Vierter Jahrestag des Breivik-Anschlags: Eine Ruhmeshalle für Terror?

Sollte ein Terrorist möglichst vergessen werden? Oder sollte seiner Taten gedacht werden? Opferangehörige streiten um eine Breivik-Ausstellung.

Frauen stehen neben einer Gedenkstätte mit Blick auf eine Insel

Wie dem Anschlag gerecht werden? Gedenkstätte mit Blick auf Utøya (Archivbild 2011) Foto: dpa

STOCKHOLM taz | „Ich habe die Befürchtung, dass er damit seine eigene kleine „Hall-Of-Fame“ bekommt. Viel lieber möchte ich, dass er ganz vergessen wird und da, wo er jetzt sitzt, auch keinerlei Aufmerksamkeit mehr bekommt.“ Tor Østbø hat seine Ehefrau beim Bombenanschlag auf das Regierungszentrum in Oslo am 22. Juli 2011 verloren. Und den er da am liebsten ganz vergessen haben möchte ist der Terrorist Anders Behring Breivik. Dessen Terrortaten sind Thema einer Informationsausstellung, die am Mittwoch, dem vierten Jahrestag des Anschlags, in Norwegens Hauptstadt eröffnet wird.

Sie hat schon vorab Kontroversen ausgelöst. Denn in der Ausstellung werden auch Exponate zu sehen sein, die Breivik für seine Autobombe und das Massaker auf der Insel Utøya verwendet hatte. Taten, die 77 Menschen das Leben kosteten. Dass man neben Bildern und Texten unter anderem auch Reste des mit Sprengstoff vollgeladenen Transporters, die gefälschte Polizeimarke und -uniform zeigt und den Ausrüstungskoffer den Breivik auf Utøya dabei hatte, sei doch genau das, was der Terrorist beabsichtigt habe, sagte Østbø vergangene Woche im norwegischen Fernsehen NRK: „Er suchte Aufmerksamkeit, bekam Aufmerksamkeit und bekommt sie jetzt erneut.“

Manche Opferangehörige haben sich mit ähnlichen Bedenken zu Wort gemeldet. Doch es sind Vereinigungen von Überlebenden und Angehörigen der Terroropfer, die die jetzige Ausstellung initiierten. Sie soll einmal Teil einer permanenten Gedenkstätte werden und es sei wichtig für die Demokratie, diese Terrortaten zu dokumentieren, sagt Tor Einar Fagerland, einer der Ausstellungsverantwortlichen und Geschichtsprofessor an Norwegens Technischer Universität in Trondheim.

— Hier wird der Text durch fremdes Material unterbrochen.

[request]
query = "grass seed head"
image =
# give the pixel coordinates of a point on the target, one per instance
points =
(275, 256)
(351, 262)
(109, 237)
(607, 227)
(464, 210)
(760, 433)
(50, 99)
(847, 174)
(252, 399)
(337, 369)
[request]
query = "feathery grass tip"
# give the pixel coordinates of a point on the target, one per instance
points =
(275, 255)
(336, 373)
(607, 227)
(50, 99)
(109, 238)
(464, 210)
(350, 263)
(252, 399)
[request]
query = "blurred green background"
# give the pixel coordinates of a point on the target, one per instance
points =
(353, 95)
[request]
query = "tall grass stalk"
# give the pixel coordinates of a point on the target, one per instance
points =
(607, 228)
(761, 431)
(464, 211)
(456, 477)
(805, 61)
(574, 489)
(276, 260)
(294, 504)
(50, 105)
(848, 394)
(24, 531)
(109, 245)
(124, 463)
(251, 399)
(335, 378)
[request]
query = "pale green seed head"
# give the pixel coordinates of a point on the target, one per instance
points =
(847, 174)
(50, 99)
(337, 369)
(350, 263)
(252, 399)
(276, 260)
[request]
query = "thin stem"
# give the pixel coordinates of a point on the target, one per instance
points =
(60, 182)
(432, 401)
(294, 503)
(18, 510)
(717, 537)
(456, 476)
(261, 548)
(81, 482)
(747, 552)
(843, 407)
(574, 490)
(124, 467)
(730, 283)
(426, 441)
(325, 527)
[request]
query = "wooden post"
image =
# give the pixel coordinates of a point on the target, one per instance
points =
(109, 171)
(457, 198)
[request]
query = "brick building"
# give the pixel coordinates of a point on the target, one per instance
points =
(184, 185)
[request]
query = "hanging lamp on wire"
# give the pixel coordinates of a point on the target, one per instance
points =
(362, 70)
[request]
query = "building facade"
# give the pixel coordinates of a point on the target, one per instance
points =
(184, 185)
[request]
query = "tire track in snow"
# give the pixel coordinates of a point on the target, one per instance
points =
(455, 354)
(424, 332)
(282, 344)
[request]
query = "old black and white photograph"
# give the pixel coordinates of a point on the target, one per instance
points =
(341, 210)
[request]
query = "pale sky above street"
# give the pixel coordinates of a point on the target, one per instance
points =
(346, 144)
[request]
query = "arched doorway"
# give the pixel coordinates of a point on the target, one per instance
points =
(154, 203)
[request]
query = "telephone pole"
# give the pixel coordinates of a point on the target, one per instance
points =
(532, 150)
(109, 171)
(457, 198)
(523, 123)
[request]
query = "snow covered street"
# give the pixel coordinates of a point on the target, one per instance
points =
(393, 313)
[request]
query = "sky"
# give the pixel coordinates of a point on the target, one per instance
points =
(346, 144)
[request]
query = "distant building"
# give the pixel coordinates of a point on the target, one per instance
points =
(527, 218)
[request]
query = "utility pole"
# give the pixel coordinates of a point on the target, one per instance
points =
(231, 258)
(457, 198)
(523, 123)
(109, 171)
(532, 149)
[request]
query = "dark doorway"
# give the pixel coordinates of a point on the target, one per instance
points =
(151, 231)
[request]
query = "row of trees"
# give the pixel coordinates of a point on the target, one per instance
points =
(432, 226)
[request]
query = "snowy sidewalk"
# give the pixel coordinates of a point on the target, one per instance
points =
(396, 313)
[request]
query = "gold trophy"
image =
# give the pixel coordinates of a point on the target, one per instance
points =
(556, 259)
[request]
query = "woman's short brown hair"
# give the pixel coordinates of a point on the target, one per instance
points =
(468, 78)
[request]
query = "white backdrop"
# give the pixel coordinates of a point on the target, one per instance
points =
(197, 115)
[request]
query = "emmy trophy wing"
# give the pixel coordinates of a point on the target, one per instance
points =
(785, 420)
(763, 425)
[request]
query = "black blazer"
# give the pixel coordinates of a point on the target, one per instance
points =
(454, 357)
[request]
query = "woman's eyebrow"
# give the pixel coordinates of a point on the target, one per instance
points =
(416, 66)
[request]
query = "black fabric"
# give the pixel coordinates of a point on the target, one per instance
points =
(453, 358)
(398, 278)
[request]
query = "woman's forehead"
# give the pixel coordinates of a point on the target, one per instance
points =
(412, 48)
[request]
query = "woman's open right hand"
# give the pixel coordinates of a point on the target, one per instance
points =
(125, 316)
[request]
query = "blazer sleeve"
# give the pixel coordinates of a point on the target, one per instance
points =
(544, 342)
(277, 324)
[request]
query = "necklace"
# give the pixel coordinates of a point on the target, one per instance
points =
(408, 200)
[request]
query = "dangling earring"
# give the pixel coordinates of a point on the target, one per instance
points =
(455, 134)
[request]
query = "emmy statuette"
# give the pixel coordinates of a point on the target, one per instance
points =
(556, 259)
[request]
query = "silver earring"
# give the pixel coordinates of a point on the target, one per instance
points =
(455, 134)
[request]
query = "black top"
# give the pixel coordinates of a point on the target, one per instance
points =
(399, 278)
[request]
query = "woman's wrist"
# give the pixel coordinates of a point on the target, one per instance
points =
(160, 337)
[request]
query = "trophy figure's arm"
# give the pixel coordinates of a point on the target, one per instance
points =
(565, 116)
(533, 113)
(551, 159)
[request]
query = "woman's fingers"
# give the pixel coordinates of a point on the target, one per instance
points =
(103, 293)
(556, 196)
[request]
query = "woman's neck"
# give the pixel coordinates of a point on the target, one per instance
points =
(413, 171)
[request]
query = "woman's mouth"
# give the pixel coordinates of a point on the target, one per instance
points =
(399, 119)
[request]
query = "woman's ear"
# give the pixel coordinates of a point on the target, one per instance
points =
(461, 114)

„So sehr man auch Lust haben mag, Breivik einfach zu vergessen, sind Wissen und Offenheit rund um diese Grausamkeiten Sauerstoff für eine lebendige Demokratie“, sagt Fagerland. „Solch einen Platz zu haben, wo die Geschehnisse dokumentiert werden – das ist von großer Bedeutung für die Gesellschaft und künftige Generationen.“

Man habe sich bemüht, den Terroristen gerade nicht zu mythologisieren und deshalb auf die meisten theoretisch möglichen Exponate – etwa Waffen – verzichtet, betont Fagerlund. Ausgewählt wurden nur wenige Gegenstände, die wichtig seien, um das Geschehene verständlich zu machen. In der gesamten Ausstellung komme auch nicht Breivik zu Wort, sondern die Opfer und ihre Angehörigen: „Der Fokus liegt auf den Betroffenen.“ Das Erste, was einem in dieser Ausstellung begegne, seien Fotos mit den Gesichtern der 77 Menschen, die dem Terroristen zum Opfer gefallen waren.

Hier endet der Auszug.